We also agree with Supreme Court’s determination dismissing the second cause of action alleging malicious prosecution. As applied with regard to a civil action or proceeding, the elements of that tort are the institution of an action or proceeding by the defendant, malice as the motivating factor, an absence of probable cause to support the proceeding, and termination of the proceeding in favor of the plaintiff (see, Burt v Smith, 181 NY 1, 5, writ dismissed 203 US 129; Hornstein v Wolf, 109 AD2d 129, 132, affd 67 NY2d 721; see also, Colon v City of New York, 60 NY2d 78, 82; see generally, Prosser and Keeton, Torts § 120 [5th ed]). “Probable cause consists of such facts and circumstances as would lead a reasonably prudent person in like circumstances to believe plaintiff guilty [citations omitted]” (Colon v City of New York, supra, at 82). Because “obviously less in the way of grounds for belief will be required to justify a reasonable man in bringing a civil rather than a criminal suit” (Prosser and Keeton, Torts § 120, at 893 [5th ed]), when the underlying action is civil in nature the want of probable cause must be patent (see, Prosser and Keeton, Torts § 120, at 893 [5th ed]; see also, Ford Motor Credit Co. v Hickey Ford Sales, 62 NY2d 291, 303-304). Significantly, the issuance of a temporary injunction or similar judicial recognition of the merit of the *694underlying case creates a presumption of probable cause and places upon the plaintiff the burden of pleading facts sufficient to overcome it (see, Hornstein v Wolf, 67 NY2d 721; Burt v Smith, supra). We agree with Supreme Court that insufficient facts have been pleaded to satisfy that burden in this case.
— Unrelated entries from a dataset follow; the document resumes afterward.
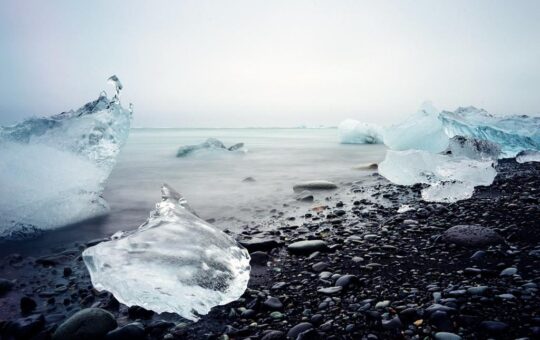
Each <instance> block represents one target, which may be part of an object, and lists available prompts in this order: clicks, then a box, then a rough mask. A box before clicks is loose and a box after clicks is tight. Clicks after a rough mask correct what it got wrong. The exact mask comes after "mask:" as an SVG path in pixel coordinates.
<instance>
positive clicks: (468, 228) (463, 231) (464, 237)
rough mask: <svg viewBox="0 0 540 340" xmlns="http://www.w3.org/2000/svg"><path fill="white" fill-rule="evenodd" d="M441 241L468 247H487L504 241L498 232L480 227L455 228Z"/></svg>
mask: <svg viewBox="0 0 540 340" xmlns="http://www.w3.org/2000/svg"><path fill="white" fill-rule="evenodd" d="M441 239H442V240H443V241H444V242H447V243H455V244H457V245H460V246H467V247H478V246H485V245H490V244H497V243H501V242H502V241H503V239H502V237H501V236H499V234H497V232H495V231H494V230H492V229H489V228H485V227H482V226H479V225H456V226H453V227H451V228H449V229H448V230H446V231H445V232H444V233H443V234H442V237H441Z"/></svg>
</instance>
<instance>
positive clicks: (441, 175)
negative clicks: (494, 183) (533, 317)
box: [379, 150, 497, 203]
mask: <svg viewBox="0 0 540 340" xmlns="http://www.w3.org/2000/svg"><path fill="white" fill-rule="evenodd" d="M379 173H380V174H381V175H382V176H384V177H385V178H387V179H388V180H390V181H391V182H393V183H396V184H399V185H414V184H416V183H424V184H428V185H429V186H428V187H427V188H425V189H423V190H422V199H424V200H426V201H433V202H445V203H450V202H455V201H458V200H462V199H466V198H469V197H471V196H472V194H473V192H474V187H475V186H480V185H490V184H491V183H493V180H494V179H495V176H496V174H497V172H496V170H495V168H494V161H493V160H490V159H482V160H476V159H470V158H467V157H463V156H451V155H442V154H435V153H431V152H428V151H424V150H406V151H395V150H388V151H387V152H386V158H385V159H384V161H382V162H381V163H380V164H379Z"/></svg>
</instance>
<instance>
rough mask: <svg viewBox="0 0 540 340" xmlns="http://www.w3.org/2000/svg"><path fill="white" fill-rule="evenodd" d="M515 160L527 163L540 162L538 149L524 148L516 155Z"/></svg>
mask: <svg viewBox="0 0 540 340" xmlns="http://www.w3.org/2000/svg"><path fill="white" fill-rule="evenodd" d="M516 161H517V162H518V163H527V162H540V151H533V150H525V151H521V152H520V153H518V154H517V156H516Z"/></svg>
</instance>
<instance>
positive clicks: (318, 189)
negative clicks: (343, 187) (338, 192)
mask: <svg viewBox="0 0 540 340" xmlns="http://www.w3.org/2000/svg"><path fill="white" fill-rule="evenodd" d="M332 189H337V185H336V184H334V183H332V182H330V181H323V180H321V181H307V182H301V183H297V184H295V185H294V186H293V190H294V191H303V190H332Z"/></svg>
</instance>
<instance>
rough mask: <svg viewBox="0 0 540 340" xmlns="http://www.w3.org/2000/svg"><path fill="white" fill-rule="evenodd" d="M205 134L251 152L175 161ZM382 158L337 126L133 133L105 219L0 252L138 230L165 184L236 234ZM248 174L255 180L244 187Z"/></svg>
mask: <svg viewBox="0 0 540 340" xmlns="http://www.w3.org/2000/svg"><path fill="white" fill-rule="evenodd" d="M209 137H213V138H217V139H219V140H221V141H222V142H223V143H225V144H226V145H232V144H235V143H238V142H244V143H245V147H246V148H247V149H248V152H247V153H245V154H241V153H231V152H224V151H219V150H218V151H216V152H200V153H197V154H195V155H192V156H189V157H185V158H177V157H175V155H176V151H177V149H178V147H180V146H182V145H188V144H198V143H201V142H203V141H205V140H206V139H207V138H209ZM383 157H384V147H383V146H381V145H343V144H339V140H338V136H337V131H336V129H133V130H132V131H131V134H130V137H129V140H128V142H127V144H126V146H125V147H124V149H123V150H122V152H121V154H120V157H119V159H118V163H117V165H116V167H115V169H114V170H113V172H112V174H111V176H110V178H109V181H108V183H107V186H106V190H105V192H104V197H105V199H106V200H107V202H109V205H110V207H111V211H110V214H109V215H108V216H106V217H103V218H100V219H94V220H92V221H86V222H83V223H79V224H77V225H74V226H69V227H66V228H62V229H59V230H55V231H52V232H47V233H44V234H43V235H41V236H39V237H38V238H36V239H33V240H27V241H18V242H9V243H5V244H3V245H2V247H0V248H1V250H0V254H7V253H10V252H22V253H34V254H37V253H40V252H47V251H50V249H51V248H54V247H62V246H64V245H68V244H70V243H72V242H74V241H87V240H90V239H95V238H100V237H105V236H109V235H110V234H112V233H114V232H116V231H118V230H127V229H133V228H136V227H138V226H139V225H140V224H141V223H142V222H144V221H145V220H146V217H147V216H148V213H149V211H150V210H151V209H152V208H153V207H154V204H155V203H156V202H157V201H159V200H160V186H161V184H163V183H168V184H169V185H171V186H172V187H174V188H176V190H178V191H180V192H181V193H182V194H183V195H184V196H185V197H186V199H187V200H188V202H189V203H190V205H191V206H192V207H193V209H194V210H195V211H196V212H197V213H198V214H199V215H200V216H201V217H202V218H205V219H210V218H212V219H215V220H216V222H215V224H216V225H218V226H219V227H221V228H228V229H232V230H239V228H240V227H241V226H242V225H243V224H245V223H246V222H248V221H251V220H253V219H257V218H260V217H262V216H264V215H265V214H266V213H267V212H268V211H269V210H270V209H272V208H280V207H282V205H283V203H291V202H294V193H293V191H292V186H293V184H294V183H296V182H298V181H304V180H315V179H326V180H330V181H334V182H336V183H346V182H351V181H354V180H358V179H361V178H362V177H363V176H366V175H368V174H370V172H367V171H359V170H358V169H354V167H355V166H357V165H359V164H362V163H371V162H378V161H380V160H382V158H383ZM246 177H253V178H254V179H255V181H254V182H243V181H242V180H243V179H244V178H246ZM316 198H317V196H316Z"/></svg>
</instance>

It is our view that Supreme Court should have dismissed plaintiff’s defamation cause of action as well. The purported statements that plaintiff "shoved” and "harassed” defendant and that "what he is doing is illegal” "did not address the subject of the plaintiff’s ability to. practice his profession and were not disparaging of his mental capacity and competence as a lawyer” (Weinstock v Goldstein, 190 AD2d 847, 848, lv denied 81 NY2d 711; cf., Van Lengen v Parr, 136 AD2d 964, 965). That being the case, defendant’s statements were not defamatory per se and, thus, not actionable in view of plaintiff’s failure to allege special damages (see, Aronson v Wiersma, 65 NY2d 592, 594; Weinstock v Goldstein, supra). Further, the statements made.in papers filed in connection with the Family Court proceeding and pertinent thereto were privileged as a matter of. law (see, Martirano v Frost, 25 NY2d 505; R.W.P. Group v Holzberg, 202 AD2d 410; Dougherty v Flanagan, Kelly, Ronan, Spollen & Stewart, 145 AD2d 461).

As a final matter, we agree with Supreme Court’s denial of defendant’s motion to dismiss the contract cause of action and conclude that Supreme Court did not abuse its discretion in denying plaintiff leave to replead his causes of action. Plaintiff failed to disclose evidentiary facts that would justify granting such a request (see, Ott v Automatic Connector, 193 AD2d 657, 658). The parties’ remaining contentions have been considered and rejected.

Cardona, P. J., White and Peters, JJ., concur. Ordered that the order is modified, on the law, with costs to defendant, by reversing so much thereof as denied defendant’s motion to dismiss the fourth cause of action; motion granted in that regard, and said cause of action dismissed; and, as so modified, affirmed.